Liking cljdoc? Tell your friends :D

Methods of annotating Clojure code for analysis tools

WARNING: This document records some thoughts on ways that one might annotate Clojure source code to selectively disable Eastwood warnings on individual expressions. Unfortunately, it has NOT been implemented in Eastwood yet.

Goal

Allow Clojure programmers to annotate source code in a way that modifies the behavior of tools that analyze the source code, but without changing the JVM byte code generated by the Clojure compiler (or at least without significantly affecting the code it generates).

Side goals

Document the alternatives with pros and cons, as a reference for others who may wish to annotate Clojure source code in the future. If we can devise an annotation method that works for multiple Clojure tools, that would be good.

Annotation methods

Here we list the methods, naming and briefly describing them. Later we discuss their pros and cons.

Specially formatted comments

This is a popular method for lint tools for programming languages such as C. The programmer inserts comments that are completely ignored by the compiler, but their contents are formatted in a way that is recognized by the analysis tool. The comments often have an effect on the following lexical element, line, or sometimes a group of lines bounded by starting and ending comments.

Example for the lint tool Splint for C/C++ programs.

Example for the Java IDE IntelliJ.

Clojure example, where the comment line is intended to suppress :def-in-def lint warnings for the following expression (def bar (* x c)):

(defn my-fn [a b c]
  (let [x (+ a b)]
    ;; eastwood: {:suppress-warnings [:def-in-def]}
    (def bar (* x c))
    (- bar b)))

Such specially-formatted comments would be completely invisible to any Clojure tools that ignore comments, as any based on the 'normal' readers do, e.g. clojure.core/read and clojure.tools.reader/read

In order to make it possible to use such annotations, a reader is needed that is capable of recognizing such special comments, or all comments, and returning data about them. The existing code and EDN read functions included with Clojure, and those in the tools.reader library (latest release as of this writing is 1.0.0-beta3) skip over comments, returning no data indicating their presence.

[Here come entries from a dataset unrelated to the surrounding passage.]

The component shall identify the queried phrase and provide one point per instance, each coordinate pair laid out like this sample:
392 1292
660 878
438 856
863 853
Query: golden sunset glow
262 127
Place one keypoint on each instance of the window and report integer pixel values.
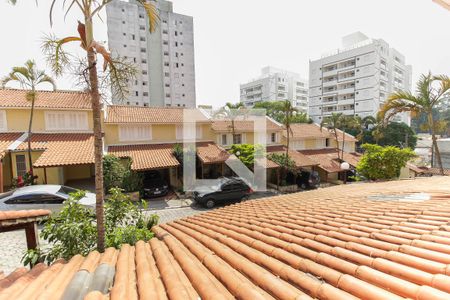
(273, 137)
(21, 165)
(237, 139)
(224, 139)
(135, 133)
(62, 120)
(3, 123)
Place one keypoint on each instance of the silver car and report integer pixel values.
(49, 197)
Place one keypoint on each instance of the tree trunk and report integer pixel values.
(30, 124)
(435, 146)
(98, 136)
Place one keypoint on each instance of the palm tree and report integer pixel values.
(230, 112)
(362, 125)
(431, 91)
(288, 114)
(60, 61)
(29, 77)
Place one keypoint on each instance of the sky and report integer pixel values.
(234, 39)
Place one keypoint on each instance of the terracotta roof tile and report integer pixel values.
(311, 131)
(45, 99)
(332, 243)
(328, 158)
(61, 149)
(138, 114)
(243, 126)
(6, 139)
(299, 159)
(210, 153)
(147, 157)
(23, 214)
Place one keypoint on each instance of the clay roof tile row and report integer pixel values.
(333, 243)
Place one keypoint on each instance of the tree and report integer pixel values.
(231, 112)
(383, 162)
(118, 69)
(393, 134)
(29, 78)
(361, 126)
(431, 92)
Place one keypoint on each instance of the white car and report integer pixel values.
(49, 197)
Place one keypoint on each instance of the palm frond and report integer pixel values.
(152, 14)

See below for details on how I plan to implement this approach in Eastwood.

Metadata

Example:

(defn my-fn [a b c]
  (let [x (+ a b)]
    ^{:eastwood {:disable-linters [:def-in-def]}}
    (def bar (* x c))
    (- bar b)))

The metadata is associated with the following form (def bar (* x c)).

Marker macro

A marker macro is a macro defined for the purpose of wrapping around expressions to be annotated, with additional arguments describing the desired annotation. An example, where the marker macro is called eastwood/ann:

(defn my-fn [a b c]
  (let [x (+ a b)]
    (eastwood/ann
      {:disable-linters [:def-in-def]}
      (def bar (* x c)))
    (- bar b)))

The macro simply expands to the expression that is wrapped, without the additional arguments, e.g.:

(defmacro ann [opts expr]
  expr)

An analysis tool using this method would need to examine the form before it is macroexpanded to use the extra arguments.

do form

This is similar to the marker macro idea, but does not require defining any new macros. It uses the existing Clojure special form do, where the expression wrapped must be the last argument, and the additional arguments are before that. As long as the additional arguments have no side effects, they should not affect the behavior of the program.

(defn my-fn [a b c]
  (let [x (+ a b)]
    (do
      {:disable-linters [:def-in-def]}
      (def bar (* x c)))
    (- bar b)))

Analysis tools where this is helpful

core.typed has been described by its author Ambrose Bonnaire-Sergeant as a lint tool that gives warnings about type errors in annotated Clojure programs (TBD: reference?). It uses annotation expressions written by the programmer to describe the types that Vars can contain.

Eastwood is a lint tool that warns about expressions in your program that may be bugs. Like most other lint tools, it sometimes warns about things that are not bugs. The original motivation for writing this document was to determine a good way to disable these warnings for individual expressions in a Clojure program.

Cursive is a Clojure IDE based on IntelliJ for Java. For Java, IntelliJ already allows 'inspections' to be disabled globally or at various granularities using either Java annotations or specially formatted coments.

Granularity of annotation

By granularity here I mean the kinds of things in Clojure source code that can be individually annotated, e.g. top level forms only? Arbitrary expressions? Something else?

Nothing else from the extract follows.